Cantique pour Siméon

 

 

Seigneur, les jacinthes fleurissent dans les coupes

Et le soleil d’hiver chemine par les monts de neige ;

La saison têtue se confirme.

Ma vie attend, légère, le vent de mort

Comme un duvet sur le dos de la main.

La poussière au soleil, la mémoire aux recoins

Attendent le vent glacé qui balaiera la terre morte.

 

Accorde-nous Ta paix.

Voici bien des années que je marche dans cette ville,

Respectant ma foi et la Loi et pourvoyant à l’indigent,

Donnant et recevant honneur et bien-être.

Nul ne s’en est allé repoussé de mon seuil.

Qui gardera mémoire de ma maison, où vivront les fils de mes fils

Quand le temps d’affliction sera venu ?

Ils prendront le sentier des chèvres, se terreront au gîte des renards,

Fuyant les faces étrangères comme les glaives étrangers.

 

Avant le temps

Des liens et des fouets et des lamentations,

Accorde-nous Ta paix.

Avant les stations sur la montagne de désolation,

Avant l’heure assignée au chagrin maternel,

En ce temps que voici de naissance et de mort,

Que le petit Enfant,

Le verbe qui ne parle encore et n’est parlé

Accorde la consolation d’Israël

À un homme de quatre-vingts ans et qui n’a pas de lendemain.

 

Selon Ta parole

Ils Te loueront et souffriront dans chaque génération

Avec gloire et dérision,

Lumière sur lumière, gravissant l’escalier des saints.
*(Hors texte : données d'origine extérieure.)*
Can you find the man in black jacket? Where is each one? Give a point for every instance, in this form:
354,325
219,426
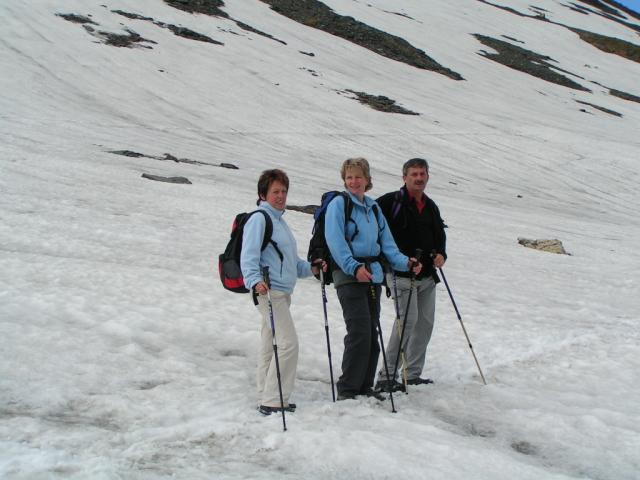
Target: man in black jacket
415,222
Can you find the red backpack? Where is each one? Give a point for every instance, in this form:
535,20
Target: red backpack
229,261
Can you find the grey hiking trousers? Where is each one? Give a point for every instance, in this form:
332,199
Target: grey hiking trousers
418,329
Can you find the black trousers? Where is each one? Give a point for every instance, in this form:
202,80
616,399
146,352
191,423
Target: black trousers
361,310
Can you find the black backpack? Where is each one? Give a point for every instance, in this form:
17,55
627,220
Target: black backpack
229,261
318,247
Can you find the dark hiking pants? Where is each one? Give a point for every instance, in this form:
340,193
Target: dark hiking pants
361,314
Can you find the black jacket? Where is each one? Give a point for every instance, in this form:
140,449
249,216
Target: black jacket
412,230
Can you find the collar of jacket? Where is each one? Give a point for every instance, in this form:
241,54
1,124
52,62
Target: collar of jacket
367,202
273,211
407,196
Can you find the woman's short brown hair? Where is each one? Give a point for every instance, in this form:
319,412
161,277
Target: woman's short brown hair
267,178
360,163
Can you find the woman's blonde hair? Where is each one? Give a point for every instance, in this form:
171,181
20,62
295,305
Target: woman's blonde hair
360,163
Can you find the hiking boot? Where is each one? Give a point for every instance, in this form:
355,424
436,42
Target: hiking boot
377,395
346,396
266,410
419,381
389,385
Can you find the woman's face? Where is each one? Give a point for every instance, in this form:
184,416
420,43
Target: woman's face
355,181
277,195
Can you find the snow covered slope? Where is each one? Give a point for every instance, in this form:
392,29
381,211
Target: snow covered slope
122,356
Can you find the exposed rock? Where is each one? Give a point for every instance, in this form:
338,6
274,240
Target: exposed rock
179,31
208,7
512,39
616,46
315,14
128,40
133,16
249,28
602,109
552,246
624,95
507,9
524,447
311,209
171,158
381,103
128,153
158,178
72,17
526,61
214,9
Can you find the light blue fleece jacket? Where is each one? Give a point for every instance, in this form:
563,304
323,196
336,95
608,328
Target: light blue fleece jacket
365,243
283,274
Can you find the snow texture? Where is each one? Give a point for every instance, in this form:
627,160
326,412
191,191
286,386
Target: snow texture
121,356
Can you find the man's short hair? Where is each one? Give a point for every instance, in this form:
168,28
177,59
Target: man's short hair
414,163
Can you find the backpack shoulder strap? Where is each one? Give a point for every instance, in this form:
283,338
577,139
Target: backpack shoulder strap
348,210
397,203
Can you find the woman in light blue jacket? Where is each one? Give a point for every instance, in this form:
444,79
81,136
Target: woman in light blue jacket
357,245
285,267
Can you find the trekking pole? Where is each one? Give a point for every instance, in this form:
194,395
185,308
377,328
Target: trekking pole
461,324
372,289
326,331
404,323
265,275
400,328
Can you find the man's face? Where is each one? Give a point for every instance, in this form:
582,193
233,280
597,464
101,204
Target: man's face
416,179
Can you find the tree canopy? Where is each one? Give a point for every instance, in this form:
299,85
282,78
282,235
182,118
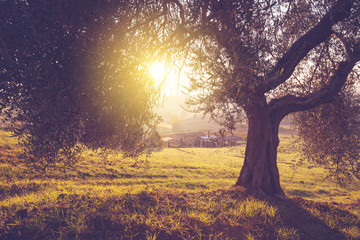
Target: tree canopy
70,73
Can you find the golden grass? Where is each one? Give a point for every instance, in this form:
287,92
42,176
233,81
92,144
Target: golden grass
174,194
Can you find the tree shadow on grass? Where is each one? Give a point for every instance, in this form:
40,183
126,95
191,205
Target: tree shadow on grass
312,220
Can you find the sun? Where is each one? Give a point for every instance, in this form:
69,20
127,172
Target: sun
167,79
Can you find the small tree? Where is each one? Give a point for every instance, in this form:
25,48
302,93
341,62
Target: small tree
71,73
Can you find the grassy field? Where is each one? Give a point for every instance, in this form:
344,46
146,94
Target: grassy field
174,194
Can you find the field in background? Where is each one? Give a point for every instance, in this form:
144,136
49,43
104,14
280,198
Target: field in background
174,194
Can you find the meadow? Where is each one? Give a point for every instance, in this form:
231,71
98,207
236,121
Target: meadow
173,194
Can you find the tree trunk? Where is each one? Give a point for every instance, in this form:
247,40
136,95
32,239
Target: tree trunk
259,172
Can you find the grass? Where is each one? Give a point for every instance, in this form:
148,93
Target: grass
174,194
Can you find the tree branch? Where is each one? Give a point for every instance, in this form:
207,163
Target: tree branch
318,34
281,107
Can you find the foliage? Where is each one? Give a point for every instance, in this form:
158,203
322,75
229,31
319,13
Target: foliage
70,74
330,136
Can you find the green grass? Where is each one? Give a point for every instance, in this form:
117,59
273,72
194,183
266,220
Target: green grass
174,194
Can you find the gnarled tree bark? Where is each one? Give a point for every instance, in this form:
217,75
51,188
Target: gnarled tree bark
260,171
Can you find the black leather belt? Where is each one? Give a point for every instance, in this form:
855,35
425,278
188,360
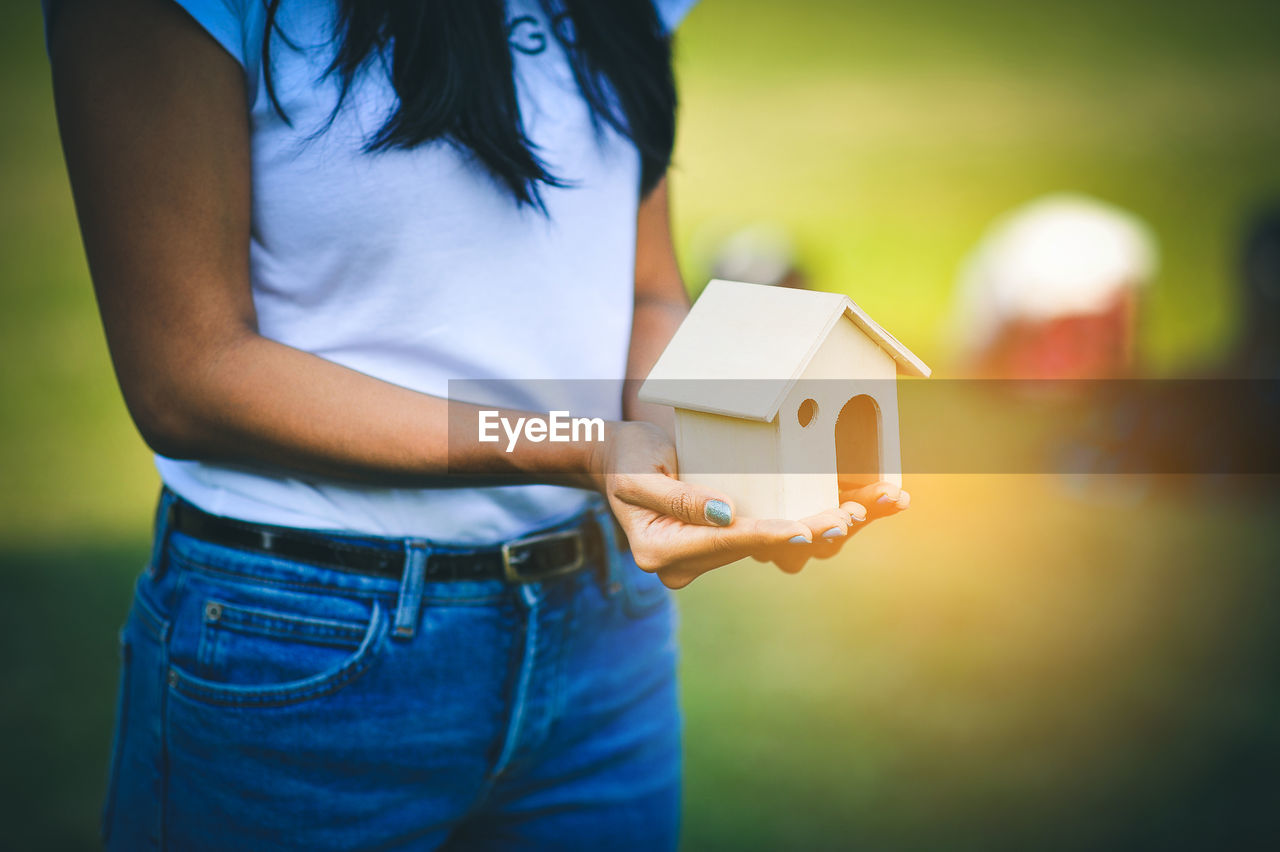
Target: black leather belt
521,560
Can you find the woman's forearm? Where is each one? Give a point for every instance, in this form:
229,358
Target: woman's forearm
252,401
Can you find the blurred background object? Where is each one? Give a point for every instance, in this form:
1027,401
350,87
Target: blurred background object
1256,353
1052,292
1001,668
757,253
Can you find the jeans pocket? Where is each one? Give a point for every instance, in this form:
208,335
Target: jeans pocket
643,592
264,655
122,711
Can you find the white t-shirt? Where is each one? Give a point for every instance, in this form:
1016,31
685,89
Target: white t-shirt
419,268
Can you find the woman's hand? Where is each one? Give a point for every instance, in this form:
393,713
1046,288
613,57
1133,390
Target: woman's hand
681,531
862,505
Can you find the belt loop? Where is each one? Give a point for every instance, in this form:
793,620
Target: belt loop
165,511
410,603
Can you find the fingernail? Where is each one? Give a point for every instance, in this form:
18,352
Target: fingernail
718,513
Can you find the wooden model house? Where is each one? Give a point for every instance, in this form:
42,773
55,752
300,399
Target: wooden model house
782,397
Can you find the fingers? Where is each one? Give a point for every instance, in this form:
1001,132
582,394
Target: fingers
675,499
681,552
881,499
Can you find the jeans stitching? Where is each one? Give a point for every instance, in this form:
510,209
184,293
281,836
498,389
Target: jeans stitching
284,695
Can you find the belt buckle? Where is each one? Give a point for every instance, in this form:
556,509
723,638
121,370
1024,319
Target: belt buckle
515,553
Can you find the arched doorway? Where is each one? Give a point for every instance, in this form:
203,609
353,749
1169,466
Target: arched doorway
858,443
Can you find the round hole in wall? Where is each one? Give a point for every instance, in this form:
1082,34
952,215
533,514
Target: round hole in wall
807,412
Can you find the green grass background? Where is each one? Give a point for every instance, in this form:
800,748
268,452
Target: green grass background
1008,665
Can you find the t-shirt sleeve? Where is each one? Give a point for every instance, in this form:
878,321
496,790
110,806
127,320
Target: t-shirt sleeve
223,19
672,12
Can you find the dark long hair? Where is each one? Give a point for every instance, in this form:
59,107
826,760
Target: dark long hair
449,64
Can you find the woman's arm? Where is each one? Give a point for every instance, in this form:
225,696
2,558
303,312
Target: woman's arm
661,305
155,129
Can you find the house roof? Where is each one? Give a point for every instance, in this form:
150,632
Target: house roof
754,342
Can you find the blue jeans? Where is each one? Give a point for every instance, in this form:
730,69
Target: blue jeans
266,705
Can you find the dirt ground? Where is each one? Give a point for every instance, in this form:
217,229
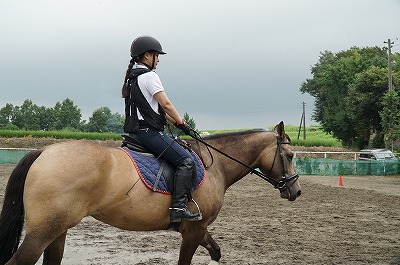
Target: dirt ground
357,223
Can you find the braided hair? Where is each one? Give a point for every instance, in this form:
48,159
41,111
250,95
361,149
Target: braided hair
137,59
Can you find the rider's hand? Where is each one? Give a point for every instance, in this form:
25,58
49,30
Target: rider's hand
183,126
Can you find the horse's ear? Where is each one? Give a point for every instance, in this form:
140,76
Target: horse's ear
280,130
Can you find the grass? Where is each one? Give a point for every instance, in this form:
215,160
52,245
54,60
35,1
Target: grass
314,134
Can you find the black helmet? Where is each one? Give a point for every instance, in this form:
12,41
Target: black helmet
143,44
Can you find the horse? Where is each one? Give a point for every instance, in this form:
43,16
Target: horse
54,188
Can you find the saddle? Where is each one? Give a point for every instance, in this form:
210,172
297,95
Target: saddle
157,173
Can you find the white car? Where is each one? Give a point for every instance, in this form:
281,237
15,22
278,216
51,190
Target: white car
377,154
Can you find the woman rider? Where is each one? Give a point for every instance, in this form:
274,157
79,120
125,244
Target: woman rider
147,108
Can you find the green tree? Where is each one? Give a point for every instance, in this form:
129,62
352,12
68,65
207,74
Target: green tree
190,121
66,114
26,116
364,103
115,123
390,115
332,77
6,115
98,120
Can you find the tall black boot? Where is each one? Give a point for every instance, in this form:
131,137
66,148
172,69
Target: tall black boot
182,186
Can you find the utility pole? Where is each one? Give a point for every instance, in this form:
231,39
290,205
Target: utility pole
303,121
390,45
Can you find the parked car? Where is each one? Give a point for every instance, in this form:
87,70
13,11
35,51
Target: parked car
377,154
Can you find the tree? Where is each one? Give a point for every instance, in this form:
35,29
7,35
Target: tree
364,103
6,115
67,115
190,121
333,77
390,115
98,120
115,123
27,116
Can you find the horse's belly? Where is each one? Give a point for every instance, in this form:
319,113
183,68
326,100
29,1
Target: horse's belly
139,210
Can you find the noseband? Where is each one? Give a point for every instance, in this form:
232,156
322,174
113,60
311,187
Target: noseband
283,184
286,181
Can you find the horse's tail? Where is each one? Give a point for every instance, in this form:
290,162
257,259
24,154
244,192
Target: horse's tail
12,214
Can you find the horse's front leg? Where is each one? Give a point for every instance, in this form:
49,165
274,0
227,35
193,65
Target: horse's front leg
212,247
192,236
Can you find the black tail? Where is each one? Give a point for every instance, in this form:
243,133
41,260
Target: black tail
12,214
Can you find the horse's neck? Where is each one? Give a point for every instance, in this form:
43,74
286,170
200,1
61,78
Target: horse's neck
246,149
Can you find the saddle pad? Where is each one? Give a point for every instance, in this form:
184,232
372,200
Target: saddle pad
148,167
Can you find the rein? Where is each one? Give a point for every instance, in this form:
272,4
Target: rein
282,184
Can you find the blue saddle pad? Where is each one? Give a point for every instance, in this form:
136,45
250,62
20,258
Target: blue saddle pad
149,166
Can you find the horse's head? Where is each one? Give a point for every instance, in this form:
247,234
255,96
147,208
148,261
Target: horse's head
279,164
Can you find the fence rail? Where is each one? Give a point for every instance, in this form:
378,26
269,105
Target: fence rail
342,163
306,163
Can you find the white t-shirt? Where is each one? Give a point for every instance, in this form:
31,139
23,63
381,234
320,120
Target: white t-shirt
149,84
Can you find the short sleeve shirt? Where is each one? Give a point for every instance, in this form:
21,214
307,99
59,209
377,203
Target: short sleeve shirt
149,84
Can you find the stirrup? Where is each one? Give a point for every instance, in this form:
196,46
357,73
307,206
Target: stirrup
197,218
198,210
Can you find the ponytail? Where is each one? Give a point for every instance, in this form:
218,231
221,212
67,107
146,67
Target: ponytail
125,91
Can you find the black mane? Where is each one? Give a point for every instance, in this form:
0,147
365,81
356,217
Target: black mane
229,134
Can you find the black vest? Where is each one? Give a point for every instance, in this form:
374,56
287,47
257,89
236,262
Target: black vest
136,100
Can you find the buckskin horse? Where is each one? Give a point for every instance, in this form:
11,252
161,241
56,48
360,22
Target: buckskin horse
54,188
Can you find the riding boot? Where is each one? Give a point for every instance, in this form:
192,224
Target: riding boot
182,186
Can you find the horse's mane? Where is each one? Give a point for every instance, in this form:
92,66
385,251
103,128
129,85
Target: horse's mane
232,134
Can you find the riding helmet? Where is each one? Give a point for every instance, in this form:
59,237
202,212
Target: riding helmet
143,44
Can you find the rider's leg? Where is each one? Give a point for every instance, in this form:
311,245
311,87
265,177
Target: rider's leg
172,151
182,186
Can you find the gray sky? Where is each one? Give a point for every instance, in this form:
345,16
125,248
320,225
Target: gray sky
230,64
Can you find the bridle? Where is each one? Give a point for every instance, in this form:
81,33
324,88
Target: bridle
286,181
283,184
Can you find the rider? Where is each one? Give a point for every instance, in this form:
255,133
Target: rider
146,109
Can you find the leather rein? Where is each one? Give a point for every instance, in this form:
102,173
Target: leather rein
283,184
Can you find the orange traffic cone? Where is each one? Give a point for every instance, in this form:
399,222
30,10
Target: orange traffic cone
340,181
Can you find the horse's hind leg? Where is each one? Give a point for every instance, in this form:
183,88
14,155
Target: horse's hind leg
54,252
30,250
212,247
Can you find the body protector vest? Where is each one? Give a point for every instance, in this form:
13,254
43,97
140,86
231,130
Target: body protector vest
137,101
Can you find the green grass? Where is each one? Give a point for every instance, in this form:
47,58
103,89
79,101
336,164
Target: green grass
314,138
60,135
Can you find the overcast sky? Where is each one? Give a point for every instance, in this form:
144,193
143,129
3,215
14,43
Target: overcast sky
229,64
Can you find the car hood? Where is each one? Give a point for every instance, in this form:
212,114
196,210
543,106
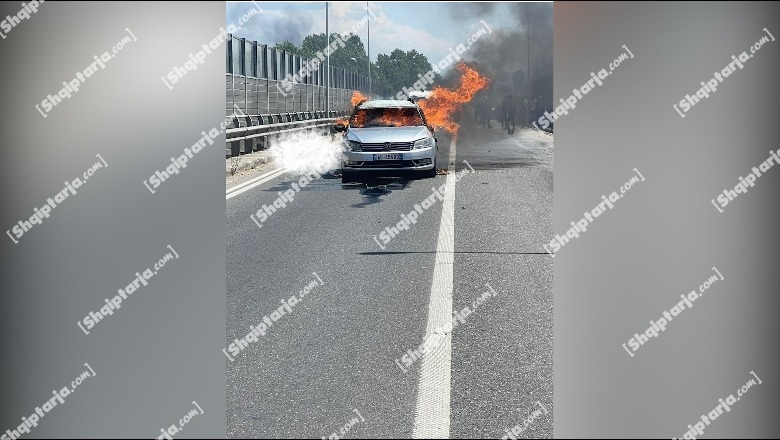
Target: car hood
374,135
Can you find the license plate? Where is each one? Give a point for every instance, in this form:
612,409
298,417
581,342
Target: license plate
388,157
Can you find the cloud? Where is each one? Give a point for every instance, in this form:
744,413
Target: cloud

Le martyre n’est pas pour moi, ni la pensée et la prière dans l’extase,

La vision suprême n’est pas pour moi.

Accorde-moi Ta paix.

(Un glaive, à Toi aussi, te percera le cœur.)

Je suis las de la vie et de la vie de ceux qui viendront après moi,

Je me meurs de ma mort et de la mort de ceux qui viendront après moi.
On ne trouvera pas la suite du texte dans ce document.